Manos de mujer

03 de marzo 2026 - 03:07

En Almería hay un trabajo del que se habla poco, aunque está en casi todas las mesas. Un trabajo que no sale en las fotos de los invernaderos ni en los datos de exportación, pero que sostiene el “modelo Almería” día tras día: el de miles de mujeres en el manipulado hortofrutícola.

Muchas empiezan cuando aún no ha salido el sol. Se levantan con prisas, dejándolo todo preparado, niños que tienen que ir al cole o padres con necesidad de ser atendidos. Luego llegan a la nave y empieza otra carrera: horas de pie, manos rápidas, frío en las cámaras, movimientos repetidos, ritmos intensos. Y, al terminar, vuelta a casa con la misma mochila: la compra, los deberes, la cena, la lavadora.

Es un esfuerzo que se nota en la espalda, en las muñecas, en el cansancio que se acumula como una piedra en el bolsillo.

Y, sin embargo, gracias a ellas, nuestras frutas y hortalizas llegan en perfectas condiciones a España y a Europa.
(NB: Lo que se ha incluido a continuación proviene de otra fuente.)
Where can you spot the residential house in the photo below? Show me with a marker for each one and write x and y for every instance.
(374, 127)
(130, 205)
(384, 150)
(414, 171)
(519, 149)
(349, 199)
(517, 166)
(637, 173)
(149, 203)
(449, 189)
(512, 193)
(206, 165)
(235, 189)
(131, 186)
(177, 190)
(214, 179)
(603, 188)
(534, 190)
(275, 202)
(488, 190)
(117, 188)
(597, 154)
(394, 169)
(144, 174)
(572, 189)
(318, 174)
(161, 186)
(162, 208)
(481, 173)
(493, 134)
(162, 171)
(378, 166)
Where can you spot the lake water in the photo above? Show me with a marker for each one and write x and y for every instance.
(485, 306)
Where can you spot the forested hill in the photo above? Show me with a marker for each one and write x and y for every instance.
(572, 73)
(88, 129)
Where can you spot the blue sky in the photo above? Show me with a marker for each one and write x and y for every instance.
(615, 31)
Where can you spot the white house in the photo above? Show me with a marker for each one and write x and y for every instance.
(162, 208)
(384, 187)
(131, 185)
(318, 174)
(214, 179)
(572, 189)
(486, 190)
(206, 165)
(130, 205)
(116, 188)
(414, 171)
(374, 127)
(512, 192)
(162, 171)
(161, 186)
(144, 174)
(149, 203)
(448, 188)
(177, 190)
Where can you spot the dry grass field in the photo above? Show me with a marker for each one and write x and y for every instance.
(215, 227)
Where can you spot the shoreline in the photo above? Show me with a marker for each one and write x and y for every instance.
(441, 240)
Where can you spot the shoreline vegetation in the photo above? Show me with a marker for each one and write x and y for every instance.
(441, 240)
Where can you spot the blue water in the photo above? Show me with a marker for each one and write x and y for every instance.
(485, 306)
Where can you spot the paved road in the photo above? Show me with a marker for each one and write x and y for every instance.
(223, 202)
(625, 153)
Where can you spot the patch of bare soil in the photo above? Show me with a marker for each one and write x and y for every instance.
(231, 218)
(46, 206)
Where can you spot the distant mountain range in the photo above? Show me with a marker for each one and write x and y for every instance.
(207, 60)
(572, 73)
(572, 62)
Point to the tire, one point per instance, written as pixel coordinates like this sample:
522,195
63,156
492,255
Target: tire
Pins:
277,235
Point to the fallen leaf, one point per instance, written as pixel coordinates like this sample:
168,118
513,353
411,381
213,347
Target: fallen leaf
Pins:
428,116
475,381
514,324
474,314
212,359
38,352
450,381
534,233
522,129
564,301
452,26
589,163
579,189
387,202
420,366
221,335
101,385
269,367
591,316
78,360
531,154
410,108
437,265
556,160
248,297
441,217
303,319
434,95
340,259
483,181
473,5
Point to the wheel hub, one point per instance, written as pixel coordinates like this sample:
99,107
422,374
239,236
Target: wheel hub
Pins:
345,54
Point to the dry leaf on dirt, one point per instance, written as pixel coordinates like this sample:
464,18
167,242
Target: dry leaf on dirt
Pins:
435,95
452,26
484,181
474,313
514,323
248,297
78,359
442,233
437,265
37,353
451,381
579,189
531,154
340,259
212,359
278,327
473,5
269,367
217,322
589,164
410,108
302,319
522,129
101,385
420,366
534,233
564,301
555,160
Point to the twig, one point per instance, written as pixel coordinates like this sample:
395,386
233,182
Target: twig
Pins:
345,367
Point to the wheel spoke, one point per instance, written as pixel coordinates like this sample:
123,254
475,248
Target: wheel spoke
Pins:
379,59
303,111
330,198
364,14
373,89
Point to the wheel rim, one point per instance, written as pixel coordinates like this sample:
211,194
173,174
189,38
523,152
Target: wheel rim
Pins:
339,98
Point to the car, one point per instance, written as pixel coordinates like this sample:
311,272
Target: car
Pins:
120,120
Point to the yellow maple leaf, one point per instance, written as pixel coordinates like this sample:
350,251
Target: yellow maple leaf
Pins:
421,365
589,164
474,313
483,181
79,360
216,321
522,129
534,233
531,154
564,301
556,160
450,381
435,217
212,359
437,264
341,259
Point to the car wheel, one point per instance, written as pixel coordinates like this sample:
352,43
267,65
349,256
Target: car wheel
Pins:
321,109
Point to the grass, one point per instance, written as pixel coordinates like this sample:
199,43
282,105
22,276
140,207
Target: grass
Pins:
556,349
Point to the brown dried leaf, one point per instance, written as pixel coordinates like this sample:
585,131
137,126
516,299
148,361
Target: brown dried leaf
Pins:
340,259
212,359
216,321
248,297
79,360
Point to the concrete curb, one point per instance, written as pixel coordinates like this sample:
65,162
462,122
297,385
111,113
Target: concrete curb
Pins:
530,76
Ellas son parte esencial de esa prosperidad que tanto reivindicamos. Por eso, cuando hablamos del liderazgo agroalimentario de Almería, no podemos hacerlo mirando solo a los números.

Hay que mirar también a las personas. Y, especialmente, a las mujeres que han sostenido durante años una parte clave del engranaje, muchas veces en categorías peor pagadas, con contratos temporales o parciales que no siempre son una elección, y con menos oportunidades para ascender.

La Proposición No de Ley registrada por el PSOE en el Parlamento andaluz va justo a ese corazón: dignificar el empleo, reforzar derechos, cuidar la salud laboral con perspectiva de género, y poner en marcha un plan integral con presupuesto, calendario y seguimiento. Porque si un sector es puntero, también debe ser ejemplar.

Conciliar no puede ser un lujo. Adaptar puestos en embarazo y lactancia no puede depender de la buena voluntad. Y evaluar riesgos pensando en el cuerpo y las tareas reales de las trabajadoras es, simplemente, hacer bien las cosas.

Almería no sería lo que es sin esas manos. Prestigiar el sector también es prestigiar a quienes lo levantan cada día. Y si queremos un futuro fuerte para nuestra agricultura, empecemos por lo más básico: trabajo digno, salarios justos, y respeto. Para ellas. Para sus familias. Para toda Almería.